Я сел и почерком штангиста — всё равно она ничего не понимала в русских буквах — написал Людовике письмо. Я сообщал, что тяжело болел и даже чуть не умер, но не из‑за любви, а из‑за грыжи, которую заработал, пытаясь побить краевой рекорд.
«— К тому же, — писал я, — во время третьей попытки штанга упала на голову, я потерял память и всё забыл».
Письмо я переправил друзьям в Москву, откуда его завезли в Брянск и отправили с местной почты.
Людовика прискакала ко мне на коне, с письмом в зубах.
— Немедленный перевод, — кричала она, — плачу тройную!
Перевести мне ничего не стоило…
Она ревела — я, как мог, успокаивал. Тут же, сквозь слёзы, Людовика принялась диктовать ответ:
— Шери, не волнуйся, у нас тут хорошие лекарства — память вернётся!.. Помнишь ли ты, кстати, ту ночь, сарай?..
Я ответил на семи страницах — у меня давно не было ни сантима. Я обильно цитировал Данте и Пушкина, а в конце письма интересовался:
— Кстати, о какой ночи вы пишете, — спрашивал я, — о той ли, когда на меня рухнула штанга, все эти двести десять килограммов?!
— Боже мой, — ревела Людовика, — как можно забыть сарай! Даже если что‑то на тебя падает!..
Переписка, по моему замыслу, должна была возродиться с новой силой и длиться бесконечно, пока буду жив я и пока будет жить Людовика.
Мне хотелось любви до гроба!
— Уважаемая Людовика, — писал «Василий», — не могли бы вы хотя бы напомнить вашу фамилию. Может, она вызовет хоть какие‑нибудь слабые ассоциации в моей угасающей памяти!
Она ответила кратко и пылко.
— Шери — я — Людовика, Людовика фон Вандерхоффен!
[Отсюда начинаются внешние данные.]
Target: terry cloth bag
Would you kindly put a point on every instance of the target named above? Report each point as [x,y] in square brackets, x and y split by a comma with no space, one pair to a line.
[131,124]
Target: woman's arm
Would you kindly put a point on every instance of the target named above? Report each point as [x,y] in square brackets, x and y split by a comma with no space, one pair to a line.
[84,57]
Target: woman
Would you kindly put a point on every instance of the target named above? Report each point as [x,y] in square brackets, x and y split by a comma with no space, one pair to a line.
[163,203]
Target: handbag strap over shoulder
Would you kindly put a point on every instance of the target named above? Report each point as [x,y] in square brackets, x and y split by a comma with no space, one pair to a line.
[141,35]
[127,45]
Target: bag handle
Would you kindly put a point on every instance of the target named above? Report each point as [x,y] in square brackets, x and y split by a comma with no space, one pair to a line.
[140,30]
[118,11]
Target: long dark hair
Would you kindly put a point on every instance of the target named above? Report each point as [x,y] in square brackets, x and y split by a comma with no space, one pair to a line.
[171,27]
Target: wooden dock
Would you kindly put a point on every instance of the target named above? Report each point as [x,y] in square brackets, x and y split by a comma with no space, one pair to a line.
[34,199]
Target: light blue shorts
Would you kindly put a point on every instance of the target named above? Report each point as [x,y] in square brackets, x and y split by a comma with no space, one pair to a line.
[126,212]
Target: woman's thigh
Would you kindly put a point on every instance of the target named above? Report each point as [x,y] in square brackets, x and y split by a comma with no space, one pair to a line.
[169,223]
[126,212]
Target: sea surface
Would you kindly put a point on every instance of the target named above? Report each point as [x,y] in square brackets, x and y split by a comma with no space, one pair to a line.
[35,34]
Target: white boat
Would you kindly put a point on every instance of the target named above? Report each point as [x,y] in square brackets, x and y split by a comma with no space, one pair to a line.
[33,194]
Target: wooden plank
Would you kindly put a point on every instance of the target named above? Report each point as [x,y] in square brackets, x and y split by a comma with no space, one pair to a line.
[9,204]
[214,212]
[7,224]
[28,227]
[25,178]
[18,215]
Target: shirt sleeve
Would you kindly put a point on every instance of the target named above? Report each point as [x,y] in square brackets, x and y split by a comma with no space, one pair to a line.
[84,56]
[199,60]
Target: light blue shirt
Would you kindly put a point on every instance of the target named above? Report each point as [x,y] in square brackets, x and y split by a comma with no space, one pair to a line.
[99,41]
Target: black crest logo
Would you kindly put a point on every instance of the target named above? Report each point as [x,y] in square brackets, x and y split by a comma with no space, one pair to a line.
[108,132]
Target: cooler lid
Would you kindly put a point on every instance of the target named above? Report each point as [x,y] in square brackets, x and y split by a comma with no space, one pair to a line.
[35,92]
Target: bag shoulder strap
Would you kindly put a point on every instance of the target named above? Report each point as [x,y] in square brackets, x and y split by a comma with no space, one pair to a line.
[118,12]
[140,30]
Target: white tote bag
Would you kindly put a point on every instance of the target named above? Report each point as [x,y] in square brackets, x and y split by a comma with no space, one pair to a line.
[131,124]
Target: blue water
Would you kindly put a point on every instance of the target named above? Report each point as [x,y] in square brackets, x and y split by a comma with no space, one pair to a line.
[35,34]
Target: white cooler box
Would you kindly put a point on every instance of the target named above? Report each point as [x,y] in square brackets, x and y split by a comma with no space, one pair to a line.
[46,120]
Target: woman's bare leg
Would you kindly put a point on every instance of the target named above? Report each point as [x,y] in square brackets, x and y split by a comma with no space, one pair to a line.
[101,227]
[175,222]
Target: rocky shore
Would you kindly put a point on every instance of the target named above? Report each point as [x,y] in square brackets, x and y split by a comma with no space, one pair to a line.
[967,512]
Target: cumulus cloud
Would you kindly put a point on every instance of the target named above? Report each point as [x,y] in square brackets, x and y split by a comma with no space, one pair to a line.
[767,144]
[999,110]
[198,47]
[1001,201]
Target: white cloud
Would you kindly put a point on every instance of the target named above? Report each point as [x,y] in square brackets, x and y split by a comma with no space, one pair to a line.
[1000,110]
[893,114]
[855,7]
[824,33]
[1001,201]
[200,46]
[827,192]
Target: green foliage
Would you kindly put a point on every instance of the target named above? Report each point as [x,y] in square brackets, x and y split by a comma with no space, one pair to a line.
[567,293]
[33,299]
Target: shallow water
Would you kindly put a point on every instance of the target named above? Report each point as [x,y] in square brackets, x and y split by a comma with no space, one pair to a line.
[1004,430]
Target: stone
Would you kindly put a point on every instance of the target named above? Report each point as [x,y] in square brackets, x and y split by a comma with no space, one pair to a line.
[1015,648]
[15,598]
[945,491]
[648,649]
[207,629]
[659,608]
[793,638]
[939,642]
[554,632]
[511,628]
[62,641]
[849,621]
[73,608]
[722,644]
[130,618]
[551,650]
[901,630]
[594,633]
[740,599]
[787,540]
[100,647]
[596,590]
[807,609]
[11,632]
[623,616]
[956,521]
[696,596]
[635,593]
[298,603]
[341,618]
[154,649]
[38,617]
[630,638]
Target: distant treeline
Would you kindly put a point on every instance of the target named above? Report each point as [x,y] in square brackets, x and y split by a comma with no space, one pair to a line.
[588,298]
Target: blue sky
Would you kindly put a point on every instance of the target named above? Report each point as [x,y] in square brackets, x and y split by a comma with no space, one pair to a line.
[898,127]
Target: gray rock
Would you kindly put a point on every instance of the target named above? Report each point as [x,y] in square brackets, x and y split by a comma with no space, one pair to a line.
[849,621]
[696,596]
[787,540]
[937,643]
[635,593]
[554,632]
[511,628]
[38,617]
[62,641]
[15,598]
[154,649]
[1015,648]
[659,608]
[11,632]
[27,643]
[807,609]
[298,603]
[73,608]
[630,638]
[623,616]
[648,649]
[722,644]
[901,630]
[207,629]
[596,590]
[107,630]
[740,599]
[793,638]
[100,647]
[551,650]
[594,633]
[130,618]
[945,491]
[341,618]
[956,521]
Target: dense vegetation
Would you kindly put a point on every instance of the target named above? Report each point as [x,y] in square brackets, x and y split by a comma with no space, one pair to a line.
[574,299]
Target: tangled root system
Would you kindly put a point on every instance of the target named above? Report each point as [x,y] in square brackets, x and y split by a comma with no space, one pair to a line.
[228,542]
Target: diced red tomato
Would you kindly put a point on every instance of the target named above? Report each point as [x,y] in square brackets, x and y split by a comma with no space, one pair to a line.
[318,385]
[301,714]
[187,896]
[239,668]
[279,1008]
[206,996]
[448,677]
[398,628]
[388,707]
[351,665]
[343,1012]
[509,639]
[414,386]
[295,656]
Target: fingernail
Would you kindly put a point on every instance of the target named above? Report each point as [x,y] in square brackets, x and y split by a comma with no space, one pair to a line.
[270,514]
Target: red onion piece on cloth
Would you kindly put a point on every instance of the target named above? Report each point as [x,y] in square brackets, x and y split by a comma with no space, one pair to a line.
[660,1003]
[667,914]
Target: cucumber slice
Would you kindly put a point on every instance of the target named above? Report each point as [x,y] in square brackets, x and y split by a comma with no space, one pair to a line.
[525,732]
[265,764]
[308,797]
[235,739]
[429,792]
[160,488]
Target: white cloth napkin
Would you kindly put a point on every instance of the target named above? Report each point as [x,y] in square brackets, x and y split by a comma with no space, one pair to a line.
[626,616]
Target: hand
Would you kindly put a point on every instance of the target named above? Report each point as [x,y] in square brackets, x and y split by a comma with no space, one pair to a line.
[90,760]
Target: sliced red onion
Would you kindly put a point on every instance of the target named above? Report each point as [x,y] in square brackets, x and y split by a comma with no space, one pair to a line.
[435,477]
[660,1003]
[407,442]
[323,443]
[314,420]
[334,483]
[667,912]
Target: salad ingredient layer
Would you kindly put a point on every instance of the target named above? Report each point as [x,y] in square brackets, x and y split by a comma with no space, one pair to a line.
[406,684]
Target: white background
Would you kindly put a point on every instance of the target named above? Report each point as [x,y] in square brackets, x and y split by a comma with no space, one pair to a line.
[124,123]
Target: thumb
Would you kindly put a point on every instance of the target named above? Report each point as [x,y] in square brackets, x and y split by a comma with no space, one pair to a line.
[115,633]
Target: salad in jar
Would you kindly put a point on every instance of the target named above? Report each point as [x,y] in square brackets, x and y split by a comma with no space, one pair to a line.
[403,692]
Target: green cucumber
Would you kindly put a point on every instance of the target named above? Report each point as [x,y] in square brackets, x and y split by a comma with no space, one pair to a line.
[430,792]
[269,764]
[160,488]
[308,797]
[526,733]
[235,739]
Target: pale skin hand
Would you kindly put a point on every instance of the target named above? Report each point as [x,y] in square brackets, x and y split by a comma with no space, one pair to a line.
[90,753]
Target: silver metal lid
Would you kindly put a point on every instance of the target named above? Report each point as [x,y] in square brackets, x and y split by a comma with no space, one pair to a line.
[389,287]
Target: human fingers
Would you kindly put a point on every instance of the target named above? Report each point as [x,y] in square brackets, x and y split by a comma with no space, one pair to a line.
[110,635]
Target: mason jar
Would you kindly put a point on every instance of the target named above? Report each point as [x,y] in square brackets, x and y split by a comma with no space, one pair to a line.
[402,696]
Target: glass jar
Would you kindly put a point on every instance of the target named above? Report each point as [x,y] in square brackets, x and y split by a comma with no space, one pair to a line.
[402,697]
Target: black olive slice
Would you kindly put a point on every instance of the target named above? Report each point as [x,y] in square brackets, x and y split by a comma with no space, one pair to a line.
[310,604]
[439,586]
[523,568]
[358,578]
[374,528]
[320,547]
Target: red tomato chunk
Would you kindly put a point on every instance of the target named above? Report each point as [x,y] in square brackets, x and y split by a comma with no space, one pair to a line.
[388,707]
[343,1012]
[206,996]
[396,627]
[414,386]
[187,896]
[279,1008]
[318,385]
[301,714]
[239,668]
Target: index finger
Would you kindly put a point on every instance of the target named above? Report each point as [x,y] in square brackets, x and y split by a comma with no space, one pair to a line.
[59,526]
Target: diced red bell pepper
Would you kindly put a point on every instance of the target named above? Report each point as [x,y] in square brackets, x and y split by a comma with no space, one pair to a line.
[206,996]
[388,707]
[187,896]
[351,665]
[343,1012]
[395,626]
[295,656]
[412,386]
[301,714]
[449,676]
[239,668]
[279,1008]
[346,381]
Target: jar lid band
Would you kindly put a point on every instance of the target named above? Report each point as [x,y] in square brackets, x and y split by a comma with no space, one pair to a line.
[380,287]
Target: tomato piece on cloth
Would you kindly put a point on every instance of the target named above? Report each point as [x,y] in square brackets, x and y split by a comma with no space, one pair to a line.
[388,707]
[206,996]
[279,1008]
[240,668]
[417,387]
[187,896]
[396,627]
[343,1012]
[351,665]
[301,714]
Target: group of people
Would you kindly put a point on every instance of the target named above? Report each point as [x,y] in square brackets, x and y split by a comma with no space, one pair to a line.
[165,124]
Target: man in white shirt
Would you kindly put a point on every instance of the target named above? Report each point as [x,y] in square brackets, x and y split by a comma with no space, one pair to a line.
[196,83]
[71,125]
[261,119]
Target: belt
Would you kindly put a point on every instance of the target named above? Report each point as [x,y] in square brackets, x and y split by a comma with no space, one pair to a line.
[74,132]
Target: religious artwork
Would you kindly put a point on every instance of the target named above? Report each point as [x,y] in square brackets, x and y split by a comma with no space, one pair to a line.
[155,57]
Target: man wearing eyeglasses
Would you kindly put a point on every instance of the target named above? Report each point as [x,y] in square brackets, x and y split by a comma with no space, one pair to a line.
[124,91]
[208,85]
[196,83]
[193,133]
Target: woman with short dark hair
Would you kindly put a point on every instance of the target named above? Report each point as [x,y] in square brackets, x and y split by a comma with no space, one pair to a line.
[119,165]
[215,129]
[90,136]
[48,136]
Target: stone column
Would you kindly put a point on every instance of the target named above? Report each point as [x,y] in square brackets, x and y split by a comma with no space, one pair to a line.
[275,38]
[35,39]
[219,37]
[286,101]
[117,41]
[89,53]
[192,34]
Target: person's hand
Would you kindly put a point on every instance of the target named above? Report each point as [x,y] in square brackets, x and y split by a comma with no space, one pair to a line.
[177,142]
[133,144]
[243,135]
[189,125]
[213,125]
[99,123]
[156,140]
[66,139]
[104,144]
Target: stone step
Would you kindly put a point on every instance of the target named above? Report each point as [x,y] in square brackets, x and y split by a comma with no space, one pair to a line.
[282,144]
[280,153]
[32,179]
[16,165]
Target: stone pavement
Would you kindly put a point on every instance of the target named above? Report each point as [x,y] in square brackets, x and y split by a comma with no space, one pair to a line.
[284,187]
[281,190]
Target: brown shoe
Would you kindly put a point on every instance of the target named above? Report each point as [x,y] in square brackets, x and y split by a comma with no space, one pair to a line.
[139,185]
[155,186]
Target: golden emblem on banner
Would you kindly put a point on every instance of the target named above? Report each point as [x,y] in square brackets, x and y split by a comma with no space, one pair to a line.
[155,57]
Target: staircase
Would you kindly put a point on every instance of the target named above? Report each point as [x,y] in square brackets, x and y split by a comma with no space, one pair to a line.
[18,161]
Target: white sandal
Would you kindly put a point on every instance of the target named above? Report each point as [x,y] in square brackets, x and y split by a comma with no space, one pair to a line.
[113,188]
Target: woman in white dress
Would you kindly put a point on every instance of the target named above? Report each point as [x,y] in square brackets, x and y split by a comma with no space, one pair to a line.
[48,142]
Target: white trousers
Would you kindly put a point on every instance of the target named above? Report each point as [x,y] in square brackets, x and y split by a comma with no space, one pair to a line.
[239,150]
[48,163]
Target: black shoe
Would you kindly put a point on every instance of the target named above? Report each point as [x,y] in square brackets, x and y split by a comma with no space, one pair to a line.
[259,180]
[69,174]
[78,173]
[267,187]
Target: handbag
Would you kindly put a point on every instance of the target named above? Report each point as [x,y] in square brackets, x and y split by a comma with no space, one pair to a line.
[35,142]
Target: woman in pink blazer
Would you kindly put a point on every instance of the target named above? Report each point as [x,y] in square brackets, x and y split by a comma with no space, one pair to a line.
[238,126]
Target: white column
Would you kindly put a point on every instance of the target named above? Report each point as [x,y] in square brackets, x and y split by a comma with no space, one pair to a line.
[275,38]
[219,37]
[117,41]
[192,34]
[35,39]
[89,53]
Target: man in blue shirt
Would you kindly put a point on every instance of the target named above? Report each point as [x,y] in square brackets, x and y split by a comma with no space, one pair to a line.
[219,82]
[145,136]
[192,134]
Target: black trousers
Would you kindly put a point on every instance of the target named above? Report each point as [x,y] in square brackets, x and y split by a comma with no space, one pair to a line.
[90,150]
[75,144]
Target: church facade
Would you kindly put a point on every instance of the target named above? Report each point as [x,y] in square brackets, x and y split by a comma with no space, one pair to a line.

Вспомни — Брянск, сеновал, водка! Что с тобой, шери?!..
«Василий» ответил незамедлительно. В огромном, всеохватывающем послании он подробно рассказывал о своей ужасной болезни, в результате которой не узнаёт ни свою мать, ни свой родной Брянск, который почему‑то принимает за Цюрих. Послание заканчивалось просьбой:
— Уважаемая Людовика, очень прошу вас описать всю вашу жизнь, от рождения по сей день. Кстати, сколько вам лет? Не та ли вы глуховатая дама лет восьмидесяти из Дюссельдорфа, которую я как‑то перевёл через Красную площадь?
Людовика ревела. Она написала послание — это был маленький роман — детство, отрочество, корь, бронхит, юность, прогулки в горах, перелом ключицы, рождество, шоколад в Зерматте, встреча с Василием в Брянске — и сарай!